New-home construction rose by more than forecast in March on a rebound in multifamily starts, giving a boost to first-quarter economic growth, government figures showed Tuesday.
The results show a tight job market, improved finances and consumers' elevated confidence to purchase big-ticket items are supporting construction. That means homebuilding probably contributed to economic growth for the second consecutive quarter.
The strength in March was concentrated in multifamily construction such as apartment buildings. That category tends to be volatile; March's advance in starts followed a 10.2% drop in the prior month. Permits for single-family homes were a weak spot, dropping 5.5%, the biggest decline in seven years, to the lowest level since September.

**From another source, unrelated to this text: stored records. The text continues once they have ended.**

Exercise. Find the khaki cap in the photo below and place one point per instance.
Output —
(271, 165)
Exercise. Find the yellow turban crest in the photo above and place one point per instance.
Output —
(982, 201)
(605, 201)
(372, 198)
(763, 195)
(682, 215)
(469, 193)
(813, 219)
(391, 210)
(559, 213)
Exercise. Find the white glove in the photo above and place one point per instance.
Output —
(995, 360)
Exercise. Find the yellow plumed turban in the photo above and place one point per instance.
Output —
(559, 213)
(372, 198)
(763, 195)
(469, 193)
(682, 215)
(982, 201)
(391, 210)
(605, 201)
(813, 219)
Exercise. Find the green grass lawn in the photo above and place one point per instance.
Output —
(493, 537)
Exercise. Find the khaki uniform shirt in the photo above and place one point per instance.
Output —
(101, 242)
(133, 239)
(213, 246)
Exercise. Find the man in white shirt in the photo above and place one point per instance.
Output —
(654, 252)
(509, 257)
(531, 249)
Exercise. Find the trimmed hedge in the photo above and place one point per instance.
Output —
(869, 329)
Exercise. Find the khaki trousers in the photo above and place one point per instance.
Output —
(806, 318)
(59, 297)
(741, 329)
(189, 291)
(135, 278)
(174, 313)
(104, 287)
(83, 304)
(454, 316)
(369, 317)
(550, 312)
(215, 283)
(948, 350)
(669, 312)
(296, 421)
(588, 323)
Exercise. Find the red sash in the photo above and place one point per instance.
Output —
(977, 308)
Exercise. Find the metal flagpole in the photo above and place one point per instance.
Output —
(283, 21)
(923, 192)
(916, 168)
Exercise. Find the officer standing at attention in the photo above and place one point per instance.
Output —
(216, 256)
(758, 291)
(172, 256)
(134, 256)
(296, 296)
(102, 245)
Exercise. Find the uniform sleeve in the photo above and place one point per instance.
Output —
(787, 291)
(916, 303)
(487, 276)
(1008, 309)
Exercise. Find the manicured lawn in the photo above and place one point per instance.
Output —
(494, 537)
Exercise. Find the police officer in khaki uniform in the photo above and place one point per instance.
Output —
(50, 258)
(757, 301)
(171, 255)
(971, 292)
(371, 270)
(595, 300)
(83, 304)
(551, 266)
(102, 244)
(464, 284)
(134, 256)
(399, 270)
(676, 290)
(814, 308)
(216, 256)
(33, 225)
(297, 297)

While demand remains solid, a shortage of workers, rising costs for materials and a scarcity of ready-to-build lots are limiting gains in building activity. With borrowing costs rising, affordability is also becoming a hurdle, as property values outpace potential buyers’ income growth.
Nevertheless, sentiment remains elevated, and in an indication that builders will remain busy in coming months, the number of homes under construction at the end of March reached 1.125 million, the highest level since July 2007. Single-family dwellings under construction inched up to 504,000, the most since mid-2008.
Single-family home starts fell to an 867,000 rate from 900,000 the prior month. Groundbreaking on multifamily homes rose to an annual rate of 452,000. Gains in housing starts were led by Midwest, with a 22.4% advance, the Northeast rose 0.8%, while the South and West dipped.
The report shows a wide margin of error, with a 90% chance that the March housing-starts figure was between a 10.5% drop and a 14.3% gain. The report released jointly by the Census Bureau and Department of Housing and Urban Development in Washington.